WASHINGTON -- After D.C. United completed a miserable three-match homestand with a 1-0 loss to the Chicago Fire on Saturday afternoon, head coach Ben Olsen admitted some of the answers for his struggling club may not currently be on the payroll.
“We’re realistic in that we understand we need to get better, and we will get better in the [summer] transfer window,” Olsen said at his postmatch press conference.
Pressed on whether such signings would be minor in nature, Olsen replied “No. We need to get better.”
United failed to score a single goal in the homestand while falling in defeats to the Montreal Impact, the Philadelphia Union, and Chicago on successive weekends. They did not have a shot on goal until the second half on Saturday, and have now been shut out in seven of their 11 matches.
“[The Fire are] good. We’re not at the moment,” Olsen said. “It’s on me to fix it.”
D.C.'s three-match home losing streak is now the club's longest since dropping four in a row at RFK Stadium during their abysmal 2013 campaign. United also lost three straight at home to open the 2010 schedule.
The Black-and-Red finished last in the Eastern Conference in both those seasons, and currently sit in the basement through the first two-and-a-half months of the campaign.
Still, Olsen insisted that, between next week’s return of Luciano Acosta from a red card suspension and the nearing reintroductions of Patrick Nyarko and Rob Vincent from injuries, he believes this team won’t repeat those infamous campaigns.
"Those records, we break them every year," Olsen said. “There’s a lot of men in there that are pretty disappointed and historically have been able to respond. I guess that’s my answer."
With Acosta out against the Fire, United were definitively second best going forward, even though Olsen wondered if David Accam’s game-winner -- and sixth goal of the season -- was onside.
“I thought it could’ve went either way,” Olsen said. “But we’ve got to score some goals. It’s easy to just highlight that one, but we have to take a little bit off our defense, and the few chances that we’ve got, we have to finish. It doesn’t take 10 chances to win games in this league.”
United at least managed to keep MLS goal-scoring leader Nemanja Nikolic out of the net for the first time in five matches, thanks to a first-half intervention from Chris Korb and a couple fine late saves by Bill Hamid.
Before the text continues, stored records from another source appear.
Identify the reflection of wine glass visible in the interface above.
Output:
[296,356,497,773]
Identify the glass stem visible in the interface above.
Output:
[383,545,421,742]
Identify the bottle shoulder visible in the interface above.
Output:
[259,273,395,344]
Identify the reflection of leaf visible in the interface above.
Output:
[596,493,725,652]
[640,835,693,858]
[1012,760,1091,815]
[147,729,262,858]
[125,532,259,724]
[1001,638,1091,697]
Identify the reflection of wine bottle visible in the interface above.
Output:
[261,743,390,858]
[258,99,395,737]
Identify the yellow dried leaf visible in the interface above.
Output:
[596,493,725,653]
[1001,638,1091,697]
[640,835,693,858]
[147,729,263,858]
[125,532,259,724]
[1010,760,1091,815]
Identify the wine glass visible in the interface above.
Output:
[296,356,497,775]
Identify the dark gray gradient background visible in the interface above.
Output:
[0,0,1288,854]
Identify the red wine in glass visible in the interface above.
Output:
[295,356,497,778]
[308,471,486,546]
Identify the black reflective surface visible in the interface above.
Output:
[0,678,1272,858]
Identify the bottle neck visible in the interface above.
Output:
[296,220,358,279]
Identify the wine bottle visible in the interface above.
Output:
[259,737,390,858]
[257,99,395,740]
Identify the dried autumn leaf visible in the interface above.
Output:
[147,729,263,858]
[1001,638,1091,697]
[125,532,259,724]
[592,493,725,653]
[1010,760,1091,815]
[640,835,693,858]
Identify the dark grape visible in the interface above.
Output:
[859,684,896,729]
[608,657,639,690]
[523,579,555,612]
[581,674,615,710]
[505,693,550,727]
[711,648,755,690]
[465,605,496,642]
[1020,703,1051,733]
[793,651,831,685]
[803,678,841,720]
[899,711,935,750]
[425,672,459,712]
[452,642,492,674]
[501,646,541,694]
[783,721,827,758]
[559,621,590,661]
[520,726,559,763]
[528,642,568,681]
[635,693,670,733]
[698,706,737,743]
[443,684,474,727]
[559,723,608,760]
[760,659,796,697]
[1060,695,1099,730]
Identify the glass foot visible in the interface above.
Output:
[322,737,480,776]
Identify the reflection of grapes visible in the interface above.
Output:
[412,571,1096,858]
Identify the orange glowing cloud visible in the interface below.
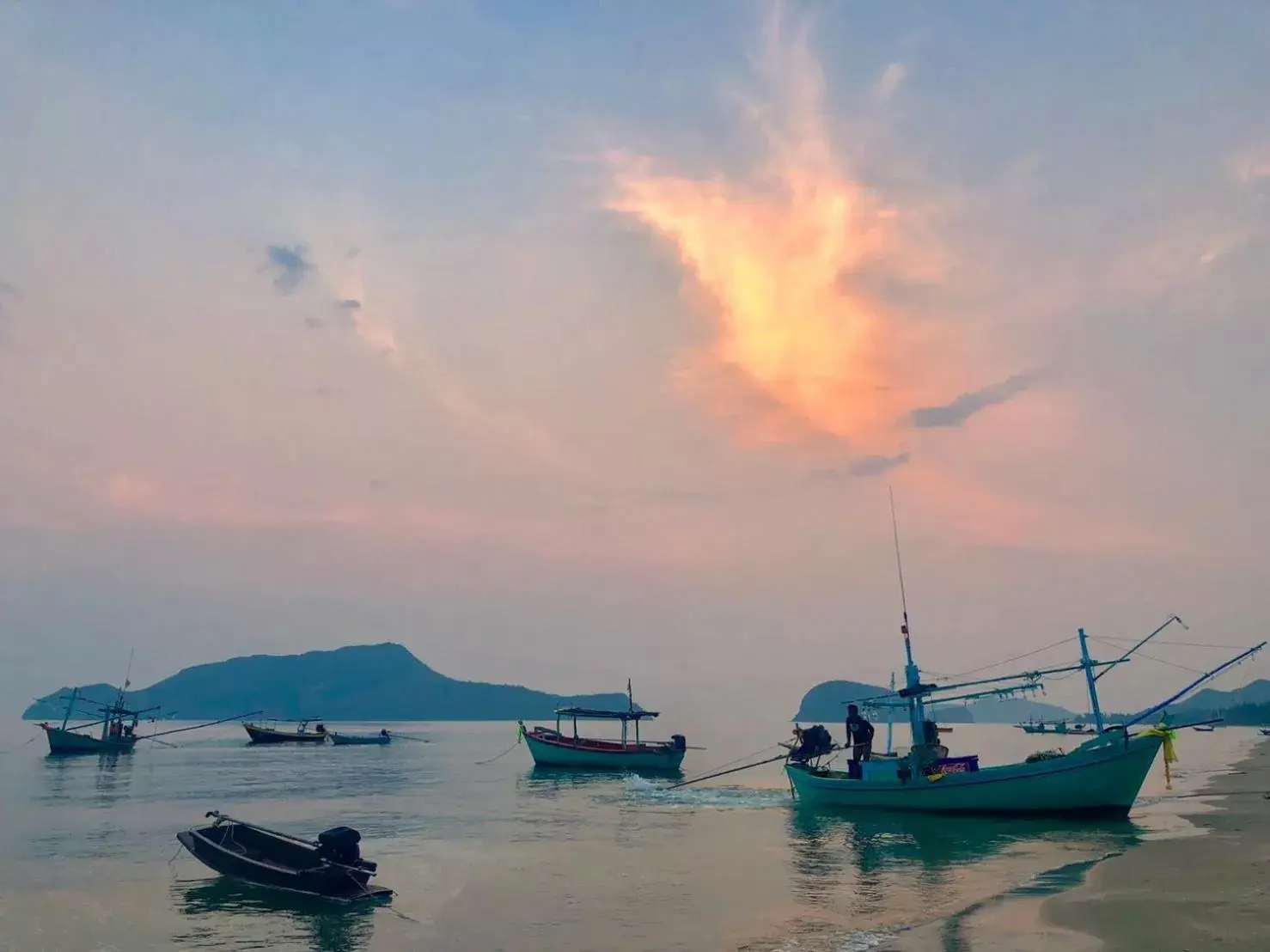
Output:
[609,12,955,449]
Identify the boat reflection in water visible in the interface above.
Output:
[170,877,375,952]
[789,805,1142,918]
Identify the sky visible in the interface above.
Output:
[0,0,1270,717]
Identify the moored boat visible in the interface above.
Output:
[242,720,327,744]
[785,500,1267,816]
[520,680,688,773]
[176,810,393,902]
[40,688,159,754]
[327,728,393,747]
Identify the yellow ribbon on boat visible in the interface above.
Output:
[1140,721,1177,790]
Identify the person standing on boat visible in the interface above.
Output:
[847,705,874,760]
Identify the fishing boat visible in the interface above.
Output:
[327,728,393,747]
[520,680,688,773]
[1015,721,1097,735]
[242,718,327,744]
[176,810,393,902]
[40,688,159,755]
[785,500,1267,816]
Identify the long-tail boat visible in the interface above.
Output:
[242,718,327,744]
[785,502,1267,816]
[520,680,688,773]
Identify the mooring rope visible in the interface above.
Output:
[476,723,524,766]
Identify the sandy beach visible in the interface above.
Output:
[1041,741,1270,952]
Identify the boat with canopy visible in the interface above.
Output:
[520,680,688,773]
[785,499,1267,816]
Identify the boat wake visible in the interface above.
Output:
[622,773,790,810]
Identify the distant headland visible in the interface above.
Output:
[23,643,639,721]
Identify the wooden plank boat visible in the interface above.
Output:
[327,728,393,747]
[520,680,688,773]
[785,500,1267,816]
[242,721,327,744]
[40,688,159,755]
[176,810,393,902]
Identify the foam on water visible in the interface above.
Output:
[622,773,790,810]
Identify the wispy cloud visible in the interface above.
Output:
[912,373,1034,429]
[874,62,908,101]
[609,8,955,447]
[266,245,313,295]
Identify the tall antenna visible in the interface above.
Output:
[887,486,913,664]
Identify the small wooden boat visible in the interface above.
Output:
[520,680,688,773]
[176,810,393,902]
[242,721,327,744]
[327,728,393,747]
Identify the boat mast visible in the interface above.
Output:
[1076,628,1110,734]
[887,486,925,748]
[887,672,895,754]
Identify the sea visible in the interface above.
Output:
[0,718,1257,952]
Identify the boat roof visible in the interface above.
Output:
[556,707,659,721]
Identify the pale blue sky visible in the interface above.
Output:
[0,1,1270,711]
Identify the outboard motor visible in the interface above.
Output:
[318,827,364,866]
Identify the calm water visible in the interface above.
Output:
[0,723,1256,952]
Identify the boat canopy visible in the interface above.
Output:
[556,707,658,721]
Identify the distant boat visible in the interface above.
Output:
[176,810,393,902]
[1015,721,1097,735]
[520,680,688,773]
[40,688,159,754]
[242,720,327,744]
[327,728,393,747]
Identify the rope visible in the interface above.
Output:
[476,723,524,766]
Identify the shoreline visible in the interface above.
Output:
[1040,740,1270,952]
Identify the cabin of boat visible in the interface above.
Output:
[176,810,393,902]
[520,683,688,773]
[40,688,159,754]
[242,717,327,744]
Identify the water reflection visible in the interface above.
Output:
[40,753,135,806]
[172,877,375,952]
[789,806,1142,912]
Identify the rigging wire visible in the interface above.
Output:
[1090,635,1204,674]
[931,636,1076,680]
[1090,635,1247,651]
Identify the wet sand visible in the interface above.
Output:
[879,741,1270,952]
[1041,741,1270,952]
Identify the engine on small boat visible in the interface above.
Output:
[318,827,376,870]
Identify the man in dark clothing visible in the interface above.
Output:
[847,705,874,760]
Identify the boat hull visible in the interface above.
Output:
[242,723,327,744]
[785,735,1162,816]
[330,731,393,747]
[524,732,685,773]
[176,822,393,902]
[40,723,137,756]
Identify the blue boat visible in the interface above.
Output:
[520,680,688,773]
[785,502,1267,817]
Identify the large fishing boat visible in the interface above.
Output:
[785,502,1267,816]
[520,680,688,773]
[40,688,159,754]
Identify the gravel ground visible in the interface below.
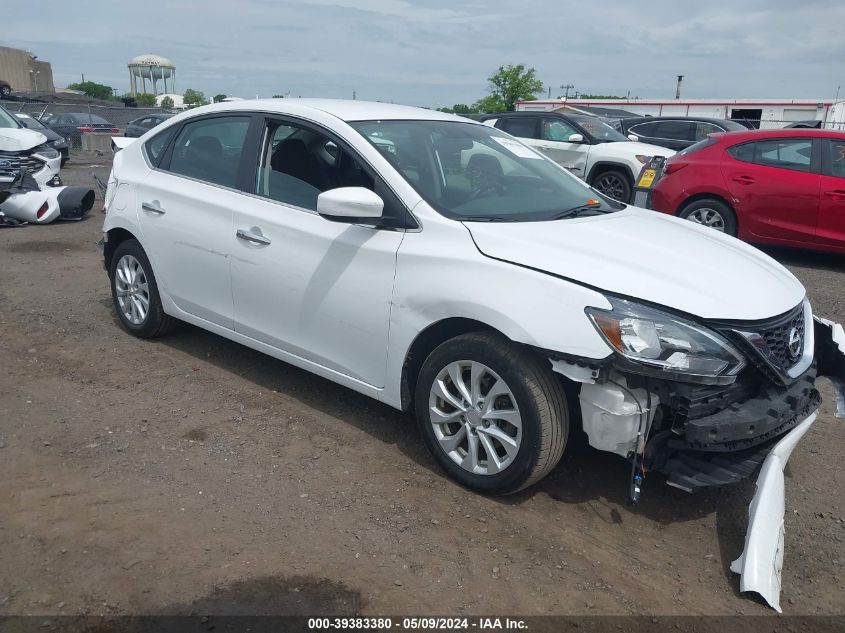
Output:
[0,155,845,615]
With Korb making his first start since August 2015 after a long recovery from a knee injury, Steve Birnbaum returning from a concussion, and Hamid playing near his 2014 MLS Goalkeeper of the Year form, a little offensive improvement could have gone a long way on Saturday.
D.C. United will not hang their heads about that, however.
“You can’t dwell on it too much. You’ve just got to move forward,” Korb said. “We’re getting some chances. I feel like once we get that first goal, it’s going to turn things around. We’re just waiting for that one.”